The election frontrunner's fiercest challenge came when former president Levon Ter-Petrosian announced his comeback from a 10-year absence from politics at a rally that drew between 12,000 and 20,000 people to the capital Yerevan's main square.

Ter-Petrosian's chances at a run-off grew after an endorsement Tuesday from the opposition candidate Raffi Hovannisian, who withdrew as the candidate for the small Heritage Party.

But according to a survey by British pollster Populus a day earlier, opposition candidate Artur Baghdasarian narrowly was leading Ter-Petrosian with 13.4 per cent while Hovannisian had 7.6 per cent among a field of nine presidential contenders.

The poll showed 50.7 per cent voting for Sarkasian, just over the mark for first-round victory.

Kocharin, who is barred from a third term, has repeatedly declared his favourite's de-facto victory - raising hackles that the vote will not be clean.

Allegations of harassment and criticism of international election monitors have thrown a blanket on the campaign spoiling the memory of his popular election to power after forcing Ter-Petrosian's resignation in 1998.

Ter-Petrosian's equally-boisterous speeches, meanwhile, have been attacked by government supporters for verging on plans for a coup.

Rumours that Ter-Petrosian had unspoken US backing have drawn comparisons to the so-called Colour Revolutions in neighbouring post- Soviet states that saw pro-Western candidates overthrow Russian allied governments in Ukraine and Georgia.

The United States has sought to expand its influence in the region and has butted against Russia's military presence in the small nation, strategically located between the oil-rich Caspian and Black Seas in the volatile Caucasus region.

But in a battle pitting Kocharin's tapped successor against his predecessor, Armenian political analysts say memories of winters with chronic power cuts during the early 1990s will play against today's frustration with perceived corruption and lack of reforms.

The harshest campaign exchanges have also heated up Armenia's long-standing tensions with Azerbaijan over the breakaway region of Nagorni Kharabakh occupied by Armenia - which last came to a head when Ter-Petrossian was ousted.

The current Armenian president and prime minister have been dubbed "the Kharabakh Clan" after their origins and promise Armenia's continued presence in the region, while Ter-Petrossian is thought to be more willing to compromise.

Thomas Gomart, head of the Russian/CIS programme at Paris-based Institut Francais des Relations Internationales, voiced concern over the "evolution of the rhetoric."

"The disproportion in the two countries' military spending is worrying," he stressed, saying that Azeri's expenditure could be compared to the total Armenian budget.

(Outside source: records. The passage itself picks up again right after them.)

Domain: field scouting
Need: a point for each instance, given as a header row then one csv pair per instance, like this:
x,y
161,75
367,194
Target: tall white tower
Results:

Observers also fear election instability could aggravate Turkey, whose denial of the Armenian genocide under the Ottoman Empire has led to a rift in relations.

Armenia's large diaspora in Europe, mainly in France, and in the United States has lobbied hard for recognition of the genocide by their governments, which has stalled Turkey's EU accession talks.

Facing blockades on two borders, Armenia is dependent on international aid and remittances from its large diaspora.

Such external lobbies will turn disproportionate attention to the upcoming vote, which will test democracy in the young state.

The US and EU have threatened to withdraw aid hinging on the fairness of Tuesday's vote, which will be monitored by over 400 international observers.